4

4.5K 497 19
                                    

"Masuk." suara berat itu membuat Sofia merasa gamang. Setelah mengetuk pintu ruangan pria itu, Sofia masuk sambil mengucapkan permisi, lalu memberikan berkas pada pria itu.

Mata tajam Reksa langsung menatapnya. "Ini apa?" tanyanya.

"Itu berkas tentang tema dan rundown acara seminar nanti, Pak, silahkan bapak baca dulu, Pak, jika ada yang tidak bapak ketahui, hubungi saya, ya, Pak." Sofia tersenyum, memakai topeng mahasiswa yang baik. "Baik, Pak, saya izin pamit-,"

"Siapa yang ngizinin kamu pergi?" Reksa berujar dingin, pria itu melipat tangannya di dada dan menatapnya dengan tajam. "Duduk." perintahnya pada Sofia.

Gadis itu sadar bahwa Reksa berada dalam mood yang tidak baik. Akhirnya dia menuruti perintah pria itu. Sofia menatap Reksa yang hari ini memakai kemeja maroon membentuk tubuhnya, dengan dua kancing di lepaskan serta lengan di lipat ke atas.

Mata Reksa tak lepas dari Sofia, tidak ada ekspresi yang dapat Sofia paham apa yang sedang pria itu pikirkan saat ini.

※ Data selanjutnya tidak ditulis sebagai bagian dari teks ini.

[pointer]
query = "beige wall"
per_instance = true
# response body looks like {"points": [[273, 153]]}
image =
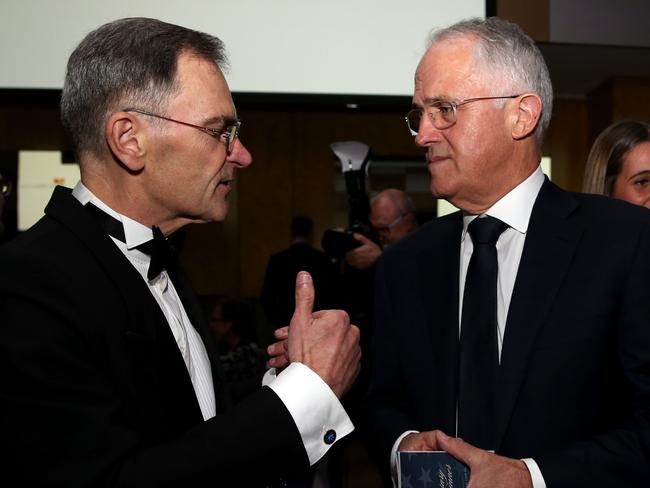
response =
{"points": [[294, 170]]}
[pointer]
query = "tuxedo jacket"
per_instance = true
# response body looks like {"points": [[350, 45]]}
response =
{"points": [[93, 388], [278, 289], [573, 390]]}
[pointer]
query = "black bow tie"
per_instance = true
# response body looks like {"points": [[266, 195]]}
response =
{"points": [[157, 248]]}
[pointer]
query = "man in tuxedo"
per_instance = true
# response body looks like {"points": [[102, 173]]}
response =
{"points": [[277, 295], [519, 324], [108, 375]]}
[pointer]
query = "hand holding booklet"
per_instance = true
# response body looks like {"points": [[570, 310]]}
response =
{"points": [[433, 469]]}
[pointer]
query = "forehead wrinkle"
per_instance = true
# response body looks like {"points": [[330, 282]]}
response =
{"points": [[639, 173]]}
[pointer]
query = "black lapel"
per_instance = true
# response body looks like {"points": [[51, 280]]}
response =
{"points": [[550, 244], [438, 270], [198, 320]]}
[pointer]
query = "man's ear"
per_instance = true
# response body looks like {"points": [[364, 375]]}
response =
{"points": [[529, 111], [126, 138]]}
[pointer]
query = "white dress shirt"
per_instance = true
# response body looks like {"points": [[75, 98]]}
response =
{"points": [[514, 209], [312, 404]]}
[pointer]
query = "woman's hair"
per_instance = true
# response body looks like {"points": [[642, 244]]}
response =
{"points": [[605, 159]]}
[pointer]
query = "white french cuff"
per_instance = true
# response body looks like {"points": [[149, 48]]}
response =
{"points": [[317, 412]]}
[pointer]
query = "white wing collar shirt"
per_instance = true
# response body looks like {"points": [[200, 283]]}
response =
{"points": [[317, 412]]}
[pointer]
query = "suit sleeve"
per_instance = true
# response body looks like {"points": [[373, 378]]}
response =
{"points": [[386, 407]]}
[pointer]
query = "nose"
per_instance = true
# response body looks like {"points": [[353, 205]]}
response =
{"points": [[427, 133], [239, 156]]}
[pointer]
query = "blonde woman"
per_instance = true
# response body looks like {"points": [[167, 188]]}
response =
{"points": [[619, 163]]}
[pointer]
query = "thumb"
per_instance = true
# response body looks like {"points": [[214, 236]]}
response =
{"points": [[304, 298], [361, 238]]}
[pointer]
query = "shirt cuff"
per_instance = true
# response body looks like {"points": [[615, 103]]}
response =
{"points": [[318, 414], [393, 454], [535, 473]]}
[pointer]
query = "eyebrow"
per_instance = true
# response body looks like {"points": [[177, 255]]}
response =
{"points": [[223, 120], [431, 100]]}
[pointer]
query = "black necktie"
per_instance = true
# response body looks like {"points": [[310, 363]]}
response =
{"points": [[479, 357], [157, 248]]}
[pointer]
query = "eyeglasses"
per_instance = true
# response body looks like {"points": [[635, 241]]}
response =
{"points": [[5, 186], [227, 135], [441, 113], [386, 229]]}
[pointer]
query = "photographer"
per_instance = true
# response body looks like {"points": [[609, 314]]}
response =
{"points": [[392, 216]]}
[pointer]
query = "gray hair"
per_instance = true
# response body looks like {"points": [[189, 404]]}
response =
{"points": [[504, 48], [402, 201], [128, 62]]}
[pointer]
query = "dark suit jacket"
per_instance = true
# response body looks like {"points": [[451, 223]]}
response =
{"points": [[574, 382], [93, 389], [278, 289]]}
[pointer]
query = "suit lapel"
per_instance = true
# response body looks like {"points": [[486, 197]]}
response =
{"points": [[550, 244], [147, 328], [439, 265]]}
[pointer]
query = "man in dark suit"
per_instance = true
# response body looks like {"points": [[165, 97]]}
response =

"Aku berikan pertanyaan terakhir untuk kamu," Reksa kini dalam mode 'Reksa mantan pacarnya'. "Kamu benar-benar tidak ingin untuk memperbaiki hubungan kita? Kamu tidak mau kembali?" tanyanya.

Sofia menelan saliva, dia menatap pria itu dengan pasti. "Maaf, aku tidak bisa. Seperti yang kamu tau 'aku bukan diriku yang dulu' dan saat ini punya pacar. Aku sangat menyayangi dia, hubungan kita sudah aku anggap tidak ada." ucapnya.

"Baiklah, silahkan keluar." Reksa mengucapkannya dengan pelan. Tubuh Sofia kaku beberapa saat sebelum dia berdiri dan keluar dari ruangan pria itu. "Aku benar-benar mengerti sekarang."

***

Seperti hari-hari biasanya, ini jadwal Sofia bekerja sebagai guru les anak SD, dia mengajari mereka matematika dan bahasa inggris dengan jawal yang berbeda, disesuaikan dengan jadwal mata kuliahnya.

Selesai dengan pekerjaannya hari itu, Sofia memutuskan untuk pergi ke kafe milik Davit. Sofia benar-benar nyaman dengan pria itu karena merasa Davit seperti saudara laki-laki yang bisa diandalkan. Saat masa-masa dirinya menjadi mahasiswa baru, pria itulah yang mengajarinya berbagai hal terkait organisasi ataupun perkuliahan.

"Astaga, Fiaa, jadian aja sih sama Bos, capek gue lihat kalian uwu-uwu di mata gue tapi nggak jadian." ucap Rani seorang pelayan tetap di kafe itu.

"Ibaratnya kalian itu udah cocok bangetlah, sama-sama dewasa, interaksi kalian kayak ngalir aja." Fero, barista disana juga mengiyakan ucapan rekannya.

"Astaga, khayalan kalian ketinggian, pertama, udah gue bilang berkali-kali, Sofia itu udah kayak adek gue, kedua, Sofia nggak bakal mau pacaran, otaknya Sofia cuma soal cari cuan dan tugas kuliah." jawab Davit menggeleng.

"Nah, itu benar." Sofia mengacungkan jempol sambil mengunyah nasi goreng yang dia beli di jalan menuju ke kafe.

"Nah, makanya sekarang kita santai dulu, nunggu Sofia lulus, habis itu baru abang masukin proposal untuk menafkahi Fia, boleh 'kan, Fia?" kekeh Davit yang langsung membuat yang lain heboh.

Sofia terkekeh. "Bolehh tapi ada syarat dan ketentuan yang lain, anggaran tiap bulannya harus rinci juga, ya, bang." kekeh gadis itu.

Seperti hari biasa, setelah bercerita bersama rekan-rekannya dan Davit, gadis itu kembali ke ke kost-an untuk beristirahat.

***

Sofia sensitif akan suara. Saat ponselnya berbunyi, gadis itu terbangun dari tidurnya. Siapa yang menghubunginya dini hari seperti ini?

Sofia menatap kesal nomor tidak di kenal yang masuk, namun tak lama sebuah pesan turut masuk.

+62×××××× : Aku tunggu dalam waktu lima belas menit di apartemenku. Kalau kamu terlambat, kafe milik pacarmu itu akan meledak.